Verweerder heeft het bezwaar vervolgens niet-ontvankelijk verklaard. Bij brief van 17 juli 2006 is tegen het bestreden besluit beroep ingesteld.
Het beroep is op 14 december 2006 ter zitting behandeld.
Eiseres noch verweerder heeft zich ter zitting laten vertegenwoordigen.
Partijen zijn verdeeld over de vraag of verweerder het namens eiseres ingestelde bezwaar terecht niet-ontvankelijk heeft verklaard.
De rechtbank gaat bij de beoordeling van het beroep uit van de volgende feiten en omstandigheden.

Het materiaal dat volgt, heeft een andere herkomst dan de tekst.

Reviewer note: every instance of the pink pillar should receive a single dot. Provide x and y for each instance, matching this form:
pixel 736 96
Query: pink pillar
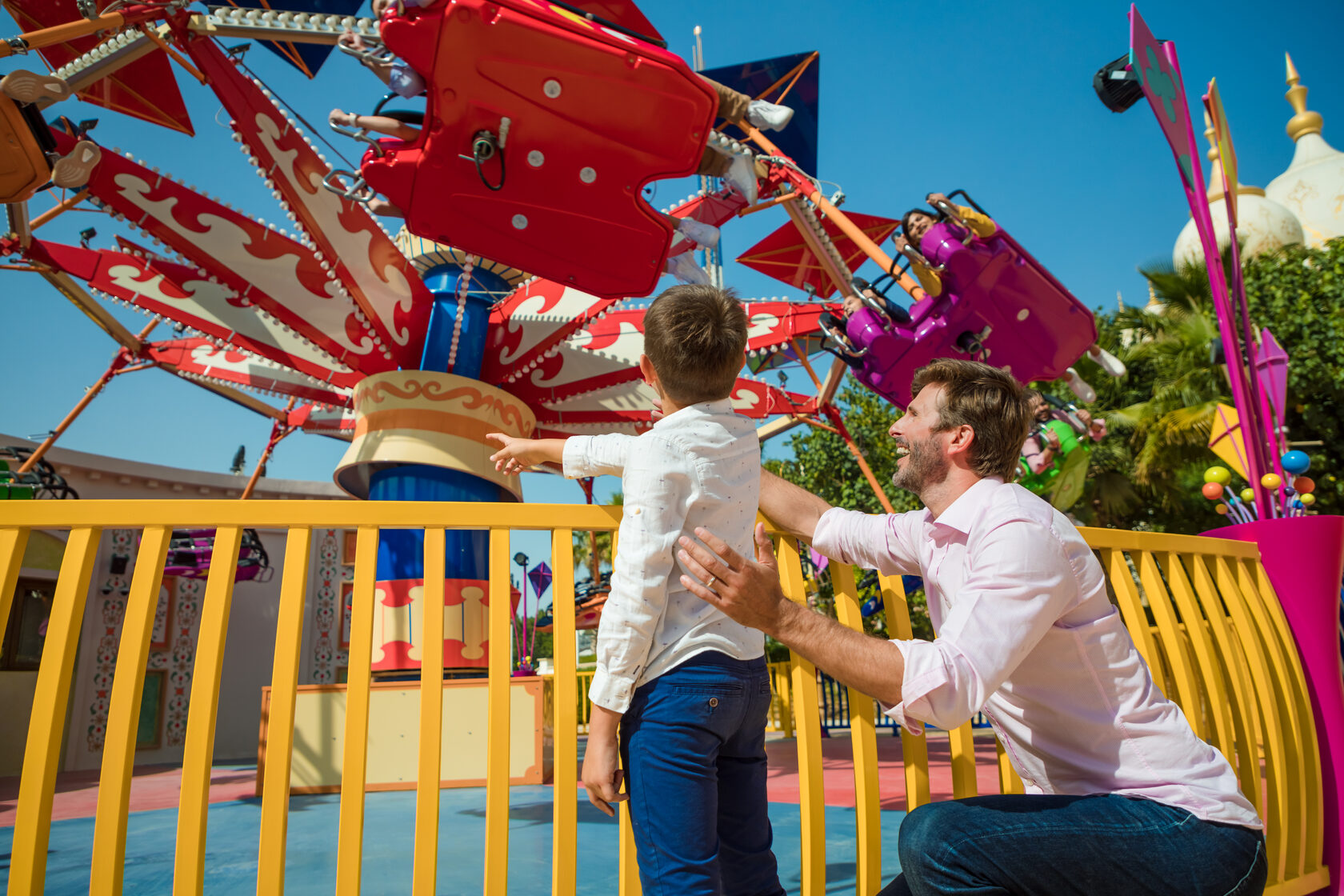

Bij brief van 23 september 2005 heeft dhr. Hogervorst namens eiseres, alsook namens de afdeling Olst / Wijhe van het Koninklijk Verbond van Ondernemers in het Horeca- en Aanverwante bedrijf “Horeca Nederland” (hierna: Horeca Nederland), bezwaar gemaakt tegen het besluit van 17 augustus 2005. Bij brief van 18 november 2005 heeft de voorzitter van de algemene bezwaarschriftencommissie Deventer dhr. Hogervorst verzocht hem vóór 25 november 2005 een schriftelijke machtiging te doen toekomen. Daarnaast heeft de voorzitter bij diezelfde brief verzocht om vóór 25 november 2005 informatie over te leggen waaruit blijkt welk aan de statutaire doelstellingen ontleend belang hij beoogt te beschermen.
Bij brief van 23 november 2005 heeft dhr. Hogervorst aan de bezwaarschriften- commissie een machtiging van eiseres doen toekomen. Voorts heeft dhr. Hogervorst, teneinde het aan de statutaire doelstellingen ontleend belang te verduidelijken, verwezen naar een tweetal uitspraken (uitspraak van de rechtbank Arnhem van 14 juli 2005 (AWB 05/397) en uitspraak van de rechtbank Zutphen van 27 mei 2005 (AWB 04/1354)) waarin wordt geoordeeld dat de afdelingen “Betuwe Oost” en “Apeldoorn en Omstreken” van Horeca Nederland als belanghebbende in de zin van artikel 1:2 van de Algemene wet bestuursrecht (hierna: de Awb) moeten worden aangemerkt.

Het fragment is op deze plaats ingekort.